Wednesday, July 20, 2011

How to Eat More Home Cooked Meals

You'd be hard pressed to find a person who doesn't love a home cooked meal. Even the most seasoned diner loves to crowd around the dining room table. So what if if the dishes don't match the cup? Who cares if the wine glasses aren't all the same size, and if you have to sit on a barstool instead of a real chair? Even the taint of doing dishes afterwards can't spoil a real homecooked meal.

But those homecooked meals are not simple feasts for most of us. Grandma's and Mother's make these meals look simple and effortless, but as any budding chef will tell you: these meals often result in a full days effort, plus time to prepare, shop, and clean house.

While I won't discourage anyone from trying their hand at a homespun feast, unless you have hours upon hours of free time every day, such an effort is not only impracticle but almost impossible.

Still, the homecooked meal is not to be forsaken. You can make meals from scratch without spending a boat load of time. Here's how:

(1) Stock up on spices, oils, and keep a few basic ingredients in the house at all times. This way, you will only need to stock up on produce, meat and dairy at the grocery store.
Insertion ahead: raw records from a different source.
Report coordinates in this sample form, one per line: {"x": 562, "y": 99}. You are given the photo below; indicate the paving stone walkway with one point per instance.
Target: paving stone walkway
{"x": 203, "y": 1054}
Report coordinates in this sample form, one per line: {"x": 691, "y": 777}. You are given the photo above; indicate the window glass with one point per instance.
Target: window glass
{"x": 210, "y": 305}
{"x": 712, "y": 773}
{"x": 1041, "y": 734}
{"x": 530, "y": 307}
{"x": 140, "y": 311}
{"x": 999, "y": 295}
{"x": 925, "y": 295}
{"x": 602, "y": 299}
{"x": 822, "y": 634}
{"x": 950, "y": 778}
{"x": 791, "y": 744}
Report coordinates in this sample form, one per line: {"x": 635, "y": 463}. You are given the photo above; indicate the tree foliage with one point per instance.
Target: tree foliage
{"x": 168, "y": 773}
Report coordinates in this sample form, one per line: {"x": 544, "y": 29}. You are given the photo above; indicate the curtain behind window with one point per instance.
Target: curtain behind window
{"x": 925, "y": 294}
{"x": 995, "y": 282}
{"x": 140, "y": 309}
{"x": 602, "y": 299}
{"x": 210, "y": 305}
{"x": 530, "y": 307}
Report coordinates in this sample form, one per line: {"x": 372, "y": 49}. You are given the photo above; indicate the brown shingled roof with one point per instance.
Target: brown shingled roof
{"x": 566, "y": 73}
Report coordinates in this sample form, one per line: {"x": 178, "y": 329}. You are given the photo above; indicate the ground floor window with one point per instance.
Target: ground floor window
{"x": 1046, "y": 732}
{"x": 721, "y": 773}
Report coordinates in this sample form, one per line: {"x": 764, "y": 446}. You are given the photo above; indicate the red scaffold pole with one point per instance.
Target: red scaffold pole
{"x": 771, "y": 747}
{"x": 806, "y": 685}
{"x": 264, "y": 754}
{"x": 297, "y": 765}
I always have:

olive oil
vegetable oil
balsamic vinegar
apple cider vinegar
soy sauce
hot sauce (multiple kinds actually, I'm a sucker for spice)

garlic powder
sea salt
pepper in a grinder
chili powder
red pepper flakes (mmm, love me some spice)
taco seasoning

Produce/Refridgerated foods:
garlic cloves
limes and lemons

If you eat dairy:
parmesan cheese

Dry goods:
rice - usually a wild rice and a brown/basmati rice
canned garbanzo beans and black beans
stewed tomatoes
tomato sauce
tomato paste
sesame seeds

(2) Prepare a big batch of grains on the weekend. Pick a grain or two and prepare a huge container to store in your fridge for the week. Try to pick a few recipes which will center around these items.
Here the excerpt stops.